Among other things, I was impressed by what interesting people the patients often were. Not always, of course: there is a limit to how "interesting" a paranoid schizophrenic with an IQ of 75 can actually be. But some patients were intelligent, capable, even talented people in
their other, as it were, "surface" life, that is, their life apart from this the submerged one: and it was as if, given proper care and treatment, they rose to the top of their condition and remained there, on the surface, reasonably functional, though yet they were always
eventually pulled down again to this region beneath the visible and active world -- the hospital. But most of them would always surface again, and continue, continue their voyage. And every person does have their own voyage which, in a sense, cannot be compared to any other.
"Strictly speaking, works of art are not comparable," Suzanne Langer says, in Feeling and Form.
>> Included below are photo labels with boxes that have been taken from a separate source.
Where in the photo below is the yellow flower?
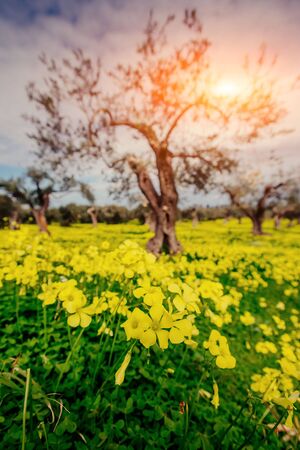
[133,278,164,306]
[115,350,131,385]
[139,305,173,349]
[38,283,59,306]
[255,341,277,354]
[122,308,151,340]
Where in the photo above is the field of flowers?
[0,220,300,450]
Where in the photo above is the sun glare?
[212,80,243,97]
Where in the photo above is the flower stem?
[55,328,84,391]
[22,369,30,450]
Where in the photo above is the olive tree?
[0,168,94,235]
[27,10,283,254]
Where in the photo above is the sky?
[0,0,300,205]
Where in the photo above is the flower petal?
[140,330,156,348]
[68,313,80,327]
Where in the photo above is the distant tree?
[272,183,300,230]
[0,168,93,234]
[0,195,19,229]
[27,10,292,254]
[223,168,289,235]
[86,206,98,227]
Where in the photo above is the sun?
[212,79,243,98]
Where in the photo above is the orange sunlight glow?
[212,79,245,98]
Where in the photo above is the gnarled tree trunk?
[9,211,20,230]
[251,216,263,236]
[87,206,98,227]
[31,193,51,236]
[32,208,50,236]
[147,147,182,254]
[128,149,182,255]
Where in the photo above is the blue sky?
[0,0,300,204]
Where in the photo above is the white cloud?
[0,0,300,206]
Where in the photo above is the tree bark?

If this is true of works of art, then how much more true of lives themselves, the things, the regions, that works of art come out of, and which are, in a way, works of art
themselves, of a different kind, made of other and different materials, and created by a process "loftier and more secluded," the nature of which eludes even the individuals themselves, to say nothing of the others, the onlookers. Is a person a work of art fundamentally?
It is a question which come up repeatedly in the mind of the therapist, since what you are trying to do with the patient, after all, is interpret them -- their demeanor on a given day, their repeated behavior, their typical symptoms; and one cannot but have the impression,
at times, that they are a kind of artifact. But not in such a way as to make them less human -- rather the opposite, more human in a way, if by human one means significant, meaningful, and, in fact, creative. I came to the conclusion that human beings are, in a sense,
works of art, made of biological materials to be sure, but essentially -- essentially -- works of art nonetheless, and in such a way that they create quite spontaneously further works of art around themselves, and indeed of themselves. The poems are in a sense indicators of
the ways this process becomes distorted, rendered grotesque, is driven under -- submerged -- into a region of unmeaning and mere, and as it were, blind desperate assertion -- which yet is a perseverance.